DALLAS — The upstairs of Titus 3 House in Dallas was a scene of organized chaos on Saturday afternoon.

Polk County Sheriff Mark Garton and eight of his deputies crowded into the small hallway and two of the three bedrooms following the instructions of Titus house mom, P.J. Johnson.

The cause for the mass response from the sheriff’s office? A painting party.

In the middle of a touchup project at the women’s transitional home, Johnson was in need of painters to help get the project done so she could begin taking in more clients.

The crew included deputies Jonathon Jones, Quenton Ihne, David Shorter, Mike Smith, Matt Garrett, John Kincaid, Mark Widmere and Richard Bittick.

Johnson said through six years of operation, the three upstairs rooms temporarily housed 75 women working to put their lives back on track following serving time in prison.

The rooms were a little worse for the wear, she said.

Saturday’s mission was to provide a fresh coat of paint — and something perhaps even more valuable to women who occupy those rooms.

“The reason I want the sheriff’s (deputies) here is I want the ladies to realize that when a man puts on his uniform, he’s doing his job.

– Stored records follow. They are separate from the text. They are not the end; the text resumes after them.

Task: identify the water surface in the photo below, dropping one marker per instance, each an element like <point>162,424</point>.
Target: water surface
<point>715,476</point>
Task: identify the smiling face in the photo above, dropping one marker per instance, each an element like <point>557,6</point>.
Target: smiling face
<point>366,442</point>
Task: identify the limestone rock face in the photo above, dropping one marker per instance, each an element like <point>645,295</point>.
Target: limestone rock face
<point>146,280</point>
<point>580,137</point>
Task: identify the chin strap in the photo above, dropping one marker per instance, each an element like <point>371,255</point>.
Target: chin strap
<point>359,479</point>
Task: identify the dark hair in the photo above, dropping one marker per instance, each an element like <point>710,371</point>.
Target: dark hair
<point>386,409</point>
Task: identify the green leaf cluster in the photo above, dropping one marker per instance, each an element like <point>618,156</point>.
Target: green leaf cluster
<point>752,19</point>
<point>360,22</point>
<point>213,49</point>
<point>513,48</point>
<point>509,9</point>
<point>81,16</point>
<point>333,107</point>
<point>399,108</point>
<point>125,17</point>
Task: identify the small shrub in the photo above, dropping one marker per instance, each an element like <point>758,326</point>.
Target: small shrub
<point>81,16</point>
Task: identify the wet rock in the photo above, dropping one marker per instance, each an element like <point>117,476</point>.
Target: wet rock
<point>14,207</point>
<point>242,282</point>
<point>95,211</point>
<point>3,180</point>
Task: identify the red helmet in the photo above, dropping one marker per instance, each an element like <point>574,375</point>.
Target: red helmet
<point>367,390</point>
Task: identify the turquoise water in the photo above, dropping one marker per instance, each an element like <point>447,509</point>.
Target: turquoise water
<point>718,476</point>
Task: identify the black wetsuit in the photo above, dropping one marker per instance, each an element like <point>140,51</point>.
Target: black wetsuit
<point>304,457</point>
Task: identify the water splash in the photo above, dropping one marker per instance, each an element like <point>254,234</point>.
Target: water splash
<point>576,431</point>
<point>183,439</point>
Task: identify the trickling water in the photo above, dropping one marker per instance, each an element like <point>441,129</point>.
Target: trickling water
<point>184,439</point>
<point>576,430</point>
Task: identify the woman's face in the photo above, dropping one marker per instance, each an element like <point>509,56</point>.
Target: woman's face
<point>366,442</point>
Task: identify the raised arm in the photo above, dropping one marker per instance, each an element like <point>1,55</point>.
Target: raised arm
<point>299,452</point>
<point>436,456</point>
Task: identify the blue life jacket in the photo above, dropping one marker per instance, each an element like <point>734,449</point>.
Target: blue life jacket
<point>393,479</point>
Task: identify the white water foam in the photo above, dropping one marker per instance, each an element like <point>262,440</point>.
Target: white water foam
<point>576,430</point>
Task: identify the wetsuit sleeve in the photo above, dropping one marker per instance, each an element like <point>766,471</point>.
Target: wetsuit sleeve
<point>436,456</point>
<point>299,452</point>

That doesn’t mean that he doesn’t want to see you succeed,” Johnson said. “That’s what I want them to see, is Polk County Sheriff’s in here helping in a place where they can succeed.”

Deputies donning a different kind of workwear — those that aren’t hurt by a little paint — Saturday were happy to volunteer their time on behalf of Titus 3 clients and what they seek to achieve.

“Most people see us on a different scale, out there trying to police and catch people doing things wrong, always watching them. But we are also here to be out of uniform and help the community,” Jones said. “Most of us are doing this job because we want to help our communities, whether we are in uniform or not.”

He said it’s nice to be able to share an uplifting story with his children about what he did that day.

“Your kids ask you what you did today, ‘Did you bust the bad guys?’” Jones said. “Today, we get to say, ‘You know what we did? We helped some people who were in jail have a nice place to live and get back on their feet.’”

Johnson said Titus 3 clients, who are homeless after their release, can stay at the house for up to a year. The goal is to restore the lives and families of the women selected to join the home.

“We work with our community partners to get them housed up. We get them working or in school,” Johnson said. “I don’t want to say that we get them their children back because they get their kids back, but we give them the opportunity for their children to come here to Titus.”

Johnson said when she made the call to Garton to request help, she wasn’t expecting so many deputies to show up.

“I’m overwhelmed at the generosity of the sheriff’s department,” she said.

Johnson said Garton purchased more paint brushes for the job when her budget didn’t allow her to buy more.

Johnson hopes she isn’t the only person who notices how a group of Polk County’s deputies spend a Saturday off. She said her clients need to know that the community is supportive of them.

“We have to put their minds at ease, that this is a home, and you’re accepted. We want you here,” Johnson said.